5 September 2008 Friday of the 22nd Week in Ordinary Time
1 Corinthians 4, 1-5 Tough Love
Paul loved the Corinthians. He was very fond of them. He stayed in Corinth than in any other city, except Ephesus. He was first with Aquila and Priscilla while teaching in the synagogue. When the Jews became hostile to him, he took up residence with Justus whose house was beside the synagogue. He redoubled his efforts at the arrival of Timothy and Silas. His missionary efforts in Corinth was successful, achieving numerous converts. In AD 52, he was put to trial by the Jews and was sent for judgment to the new governor Galius. Fortunately, the new governor ignored the accusation, and Paul was able to complete his mission.

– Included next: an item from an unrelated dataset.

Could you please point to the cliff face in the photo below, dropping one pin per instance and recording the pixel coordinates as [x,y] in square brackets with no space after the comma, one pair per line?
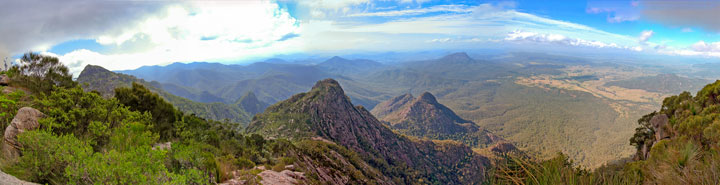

When Paul left Corinth to continue his journey, he received news at Ephesus around AD 55, that all was not well in Corinth. There were divisions and factions. There were groups under different leaders. Paul wrote to the Corinthians, and by the third letter, he decided to return there.
The first reading tells us of Paul’s bearing the heartaches that accompanies community-building. He took in his heart his people’s dilemmas and problems. He was indeed a good shepherd caring for his flock. He said that part of his love for them is to admonish them when their lives were reverting to a life of sin and strife. Part of his loving was to tell them what was wrong, even if it entails being hurt or hurting them with his words; or being accused and judged. As a matter of fact, he indeed wrote a letter whom he refers to as having said severe words.
There is truth to Paul’s situation. Love is often tough. We do not desire pain for our loved ones. But there comes a time when we have to give feedback in order for them to realize their wrongdoings. Filipinos often avoid hurting the feelings of others, to the point of tolerating a bad habit, an unjust treatment, and a sinful pattern. When we have to talk to another out of our concern, we experience pain too. We have to muster all our courage and invest our emotions before we can truly tell the truth. Sometimes, feedback giving is a risk we take: we might lose a friend or the affection of a loved one.
But when we are leaders, it is part of our responsibility to care for the betterment of our members. Not that we are credible enough (often no one is), but we are trustworthy — worthy because of our genuine love and concern for them.